Und das sage ich, Hundebesitzer! Ich find´s auch mega-toll, dass du Carina das nochmal richtig professionell als Ausbildung gemacht hast und kann mir gut vorstellen, dass das mega-spannend ist.
Aber mir ist die Gefahr, dass ein Hund "nur" wegen der möglichen Hypoanzeige angeschafft wird, da einfach zu hoch. Dazu erlebe ich einfach viel zu viele Hunde, die mal eben gerade so kurz 2 x am Tag um den Block geschleift werden und das war´s für sie.
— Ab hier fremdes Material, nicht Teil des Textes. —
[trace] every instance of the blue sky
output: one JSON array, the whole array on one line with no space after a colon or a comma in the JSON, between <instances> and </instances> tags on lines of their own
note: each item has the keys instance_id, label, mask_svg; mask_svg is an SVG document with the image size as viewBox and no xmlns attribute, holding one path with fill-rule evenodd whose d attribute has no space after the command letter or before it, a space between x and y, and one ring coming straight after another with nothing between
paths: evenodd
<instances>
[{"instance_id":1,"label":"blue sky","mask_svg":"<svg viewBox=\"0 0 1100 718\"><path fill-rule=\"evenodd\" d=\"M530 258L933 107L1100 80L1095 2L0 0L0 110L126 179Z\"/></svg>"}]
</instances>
Klar - geht bei einem Hypo-Hund nicht, denn dann wird´s kein Hypo-Hund. Aber ein Hypo-Hund braucht noch mal ein vielfaches mehr an Training und Aufmerksamkeit als schon eine "normaler" Familienhund. Da muss man dann auch wirklich Spaß dran haben. Wenn eine Familie eh schon am Limit ist, sehe ich das leider so gar nicht.

Wenn man aber eh´ Hunde mag, schon welche hatte und weiß, auf was man sich einlässt ... ja, dann natürlich auch sehr gerne ein Hypo-Hund. Ich ärgere mich, dass ich mir habe einreden lassen, unsere sei mit damals 3 Jahren zu alt gewesen. Die hätte da sicher Spaß dran gehabt! :)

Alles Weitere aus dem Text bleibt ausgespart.